Home buyers looking for attractive mortgage rates and corporate borrowers are the immediate beneficiaries, but it hasn't stopped worries from mounting over what's really driving this unexpected turn of events and what it means for the economy.

Fed Chairman Alan Greenspan didn't help much this week to temper those concerns. While testifying before a congressional panel on Wednesday, he said Fed officials have been "confounded" by the bond market's reaction to its monetary policy.

"For the moment, the broadly unanticipated behavior of world bond markets remains a conundrum," Greenspan told the Senate Banking Committee. "Bond price movements may be a short-term aberration, but it will be some time before we are able to better judge the forces underlying recent experience."

This confusion wasn't expected when the Fed began its policy shift last summer by boosting its target for the federal funds rate, the rates banks charge each other on overnight loans. That rate now stands at 2.5 percent after being bumped up six times by a quarter percentage point since June.

Since then, however, bonds have rallied and the yield on the 10-year Treasury note plunged to below 4 percent earlier this month -- far from the 4.6 percent it was when the Fed switched to its rate stance. The yield has since risen to about 4.2 percent after Greenspan suggested in his congressional testimony that the economy is in good shape and central bankers will continue raising the overnight rate.

The decline in long-term yields while short-term rates are rising is causing the yield curve -- charted by plotting the yields of the various maturities of securities the Treasury sells, from 3-month bills to 10-year notes -- to flatten in a way not seen in the recent past. Normally, a flattening curve happens when the Fed raises short term rates more quickly than long-term rates are rising.

Since the start of the year, the difference between two- and 10-year yields has been narrowing, from 1.16 to around 0.75 percentage points this week, according to U.S. Treasury data. The spread when the Fed began raising short-term rates on June 30 was 1.92.

Given that compression, the market is buzzing over whether the curve could eventually invert. Only three times in the last 30 years have two-year yields exceeded 10-year yields, according to Lehman Brothers U.S. economist Ethan Harris.

No wonder this market is under close watch.

Often when the curve flattens, the bond market can be signaling that its seeing troubling economic times in the not-so-distant future. Charles Schwab chief investment strategist Liz Anne Sonders points out that is what happened in the spring of 2001 when there was severe economic and market weakness.

That theory, though, has been challenged by Sonders and many others this go around. They point out that other financial markets haven't been rattled by such concerns, and note that the Fed even has raised its forecast for gross domestic product in 2004 to a range of 3.75 percent to 4 percent up from 3.5 percent to 4 percent.

These low yields also are working against the Fed's efforts to remove liquidity from financial markets.
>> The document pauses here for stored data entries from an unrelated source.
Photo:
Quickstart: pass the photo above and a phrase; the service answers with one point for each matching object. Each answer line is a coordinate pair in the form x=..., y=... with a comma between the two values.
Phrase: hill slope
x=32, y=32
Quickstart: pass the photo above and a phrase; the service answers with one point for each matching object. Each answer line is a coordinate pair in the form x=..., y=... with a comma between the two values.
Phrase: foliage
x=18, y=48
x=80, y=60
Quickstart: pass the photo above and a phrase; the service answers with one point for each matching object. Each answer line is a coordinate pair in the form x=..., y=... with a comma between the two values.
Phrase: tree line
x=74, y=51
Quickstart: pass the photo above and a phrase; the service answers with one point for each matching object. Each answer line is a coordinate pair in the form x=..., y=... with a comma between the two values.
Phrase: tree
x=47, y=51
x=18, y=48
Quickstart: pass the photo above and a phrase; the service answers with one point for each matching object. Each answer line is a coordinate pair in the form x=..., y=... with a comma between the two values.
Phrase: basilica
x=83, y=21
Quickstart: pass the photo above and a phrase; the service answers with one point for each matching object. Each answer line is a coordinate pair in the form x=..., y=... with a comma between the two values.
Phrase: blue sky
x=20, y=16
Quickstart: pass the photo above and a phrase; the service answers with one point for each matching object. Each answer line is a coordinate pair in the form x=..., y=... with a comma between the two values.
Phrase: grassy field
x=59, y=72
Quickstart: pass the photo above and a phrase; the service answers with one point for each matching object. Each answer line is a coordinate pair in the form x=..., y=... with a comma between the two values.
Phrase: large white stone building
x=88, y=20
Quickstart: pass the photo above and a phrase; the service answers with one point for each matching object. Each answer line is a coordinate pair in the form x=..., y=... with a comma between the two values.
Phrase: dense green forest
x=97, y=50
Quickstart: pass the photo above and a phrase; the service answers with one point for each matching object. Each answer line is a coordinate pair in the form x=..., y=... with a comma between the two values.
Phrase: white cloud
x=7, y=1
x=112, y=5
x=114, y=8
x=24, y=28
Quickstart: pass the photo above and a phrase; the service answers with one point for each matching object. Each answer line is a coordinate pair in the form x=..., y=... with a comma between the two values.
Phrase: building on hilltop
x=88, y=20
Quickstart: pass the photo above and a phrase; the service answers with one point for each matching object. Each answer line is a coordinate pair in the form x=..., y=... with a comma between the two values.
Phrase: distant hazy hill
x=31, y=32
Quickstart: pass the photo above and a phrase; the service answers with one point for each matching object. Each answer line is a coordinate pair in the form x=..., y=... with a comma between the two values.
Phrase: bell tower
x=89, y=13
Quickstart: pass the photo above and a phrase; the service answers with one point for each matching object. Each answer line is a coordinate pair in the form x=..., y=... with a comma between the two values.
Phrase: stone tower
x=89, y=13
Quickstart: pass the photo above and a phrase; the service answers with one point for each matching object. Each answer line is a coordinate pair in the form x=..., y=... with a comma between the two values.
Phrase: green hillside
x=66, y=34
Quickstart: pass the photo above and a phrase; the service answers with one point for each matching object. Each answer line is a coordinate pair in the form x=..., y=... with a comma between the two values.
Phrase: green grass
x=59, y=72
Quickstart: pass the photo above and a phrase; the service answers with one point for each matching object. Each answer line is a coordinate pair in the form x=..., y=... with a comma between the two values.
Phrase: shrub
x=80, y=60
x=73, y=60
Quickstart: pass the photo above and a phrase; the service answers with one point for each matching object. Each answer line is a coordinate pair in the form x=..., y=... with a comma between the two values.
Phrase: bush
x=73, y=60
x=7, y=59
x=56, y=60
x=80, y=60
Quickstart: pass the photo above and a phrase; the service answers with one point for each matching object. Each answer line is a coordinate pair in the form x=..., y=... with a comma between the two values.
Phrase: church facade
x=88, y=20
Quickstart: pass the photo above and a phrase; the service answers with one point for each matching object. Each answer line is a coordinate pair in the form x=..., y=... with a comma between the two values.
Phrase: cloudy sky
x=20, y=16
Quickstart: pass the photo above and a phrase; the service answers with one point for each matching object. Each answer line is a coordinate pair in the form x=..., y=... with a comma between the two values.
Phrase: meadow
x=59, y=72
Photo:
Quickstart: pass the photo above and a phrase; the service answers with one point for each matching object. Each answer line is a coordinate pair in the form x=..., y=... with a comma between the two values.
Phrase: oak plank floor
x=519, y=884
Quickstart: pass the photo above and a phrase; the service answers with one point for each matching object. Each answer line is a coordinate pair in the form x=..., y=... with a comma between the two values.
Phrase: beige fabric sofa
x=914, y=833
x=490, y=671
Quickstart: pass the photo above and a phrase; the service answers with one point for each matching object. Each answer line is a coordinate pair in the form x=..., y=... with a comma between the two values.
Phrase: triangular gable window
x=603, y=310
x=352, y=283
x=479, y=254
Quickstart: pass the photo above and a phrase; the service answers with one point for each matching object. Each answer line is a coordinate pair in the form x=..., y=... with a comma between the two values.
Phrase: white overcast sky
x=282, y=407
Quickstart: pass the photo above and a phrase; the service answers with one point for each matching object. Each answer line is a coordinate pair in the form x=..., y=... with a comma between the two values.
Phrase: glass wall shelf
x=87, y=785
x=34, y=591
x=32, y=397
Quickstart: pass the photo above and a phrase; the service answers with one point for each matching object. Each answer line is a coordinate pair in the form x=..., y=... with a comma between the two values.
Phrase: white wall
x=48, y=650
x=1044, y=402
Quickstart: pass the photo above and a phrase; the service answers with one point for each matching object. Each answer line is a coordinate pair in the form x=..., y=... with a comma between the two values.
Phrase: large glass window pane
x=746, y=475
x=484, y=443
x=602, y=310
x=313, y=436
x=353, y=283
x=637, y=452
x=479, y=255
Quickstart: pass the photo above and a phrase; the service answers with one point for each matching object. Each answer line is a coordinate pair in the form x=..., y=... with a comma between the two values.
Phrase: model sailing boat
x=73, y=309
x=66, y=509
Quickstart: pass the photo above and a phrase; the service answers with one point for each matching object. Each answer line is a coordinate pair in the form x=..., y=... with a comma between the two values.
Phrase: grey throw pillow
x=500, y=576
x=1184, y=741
Just look at the housing market, which continues to soar thanks to low mortgage rates. There is some concern that market could be getting overheated.

The flattening yield curve could turn out to be troubling for banks and institutional investors who make their money borrowing based on short-term rates but lending at higher longer-term rates.

Many economists caution to not read into this flattening curve too much. They say that there may be technical factors at work that are keeping bond prices up and yields down.

For one, the Fed's decision to raise rates at a "measured" pace could be fueling some short-term buying by those who think they can profit before the market finally changes its course. Potential corporate pension reform could also be driving companies to begin buying bonds over stocks.

And the Treasury's decision to stop selling 30-year bonds three years ago may be creating a supply squeeze as demand for five- and 10-year notes rises from companies and investors who need those securities as part of hedging strategies.

Still, unless bonds suddenly switch their ways, they will stay under close scrutiny as the Fed continues to raise rates in the months ahead. All we can hope is that bond investors don't know something the rest of us don't.